Most drivers would pay $15 to enter Manhattan’s central business district, according to a plan released Thursday by New York authorities. THE congestion pricing planincluding neighboring New Jersey filed a lawsuit, It will be the first program of its kind in the United States if approved by transportation officials early next year.
Under the plan, passenger car drivers entering Manhattan south of 60th Street during the day would be charged $15 electronically, while the fee for small trucks would be $24 and large trucks $36.
Cities like London and Stockholm have implemented similar programs, but New York City is poised to become the first in the United States.
Toll revenue, estimated at about $1 billion a year, would be used to fund borrowing to upgrade the city’s transit systems.
THE proposal from the Traffic Mobility Review Board, a New York State agency charged with advising the Metropolitan Transportation Authority on tolls, offers discounts for travel between 9 p.m. and 5 a.m. and for low-income frequent drivers. Government vehicles such as municipal garbage trucks would be exempt.
Taxi drivers would pass on a $1.25 surcharge to their passengers for entering the congestion zone, while passengers using an app would see a $2.50 surcharge.

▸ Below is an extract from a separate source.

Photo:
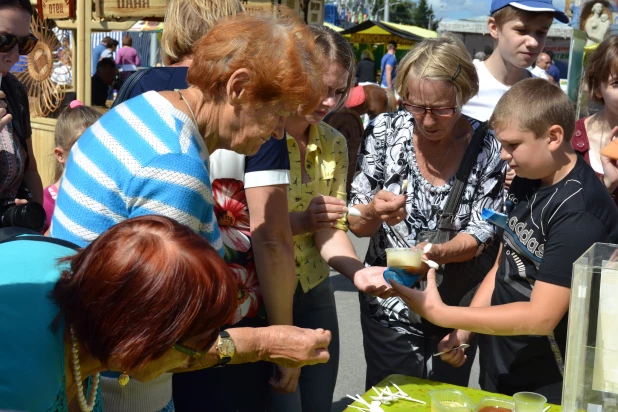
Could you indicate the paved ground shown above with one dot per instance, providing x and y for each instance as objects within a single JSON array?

Officials say that in addition to funding needed transit improvements, congestion pricing will lead to improved air quality and reduced traffic.
“Without this, we will be choking our own traffic for a long time to come and the MTA will not have the funds to provide quality service,” said Carl Weisbrod, chairman of the traffic review committee, in presenting the report. report to MTA officials.
Among the opponents are taxi drivers, who had called for a total exemption.
“The city has already decimated the taxi industry with years of unregulated and uncontrolled competition from taxis. Uber And Lyft, and the MTA appears poised to deliver the final blow to the prospects for stability and modest survival,” Bhairavi Desai, executive director of the New York City Taxi Workers Alliance, said in a press release. “If this proposal is implemented, thousands of driving families will be pushed back into critical poverty, with no relief in sight. »
New Jersey Gov. Phil Murphy criticized the Highway Mobility Council’s proposal after some news outlets reported on it Wednesday before its official release.
“The credit structure recommended by the Traffic Mobility Review Board is grossly inadequate, particularly the complete lack of toll credits for the George Washington Bridge, which will result in toll purchases, increased congestion in underserved communities and excessive tolls at railroad crossings from New Jersey to Manhattan,” Murphy, who filed a federal complaint regarding congestion pricing in July, said in a statement.
The MTA board will vote on the plan after a series of public hearings scheduled for February 2024.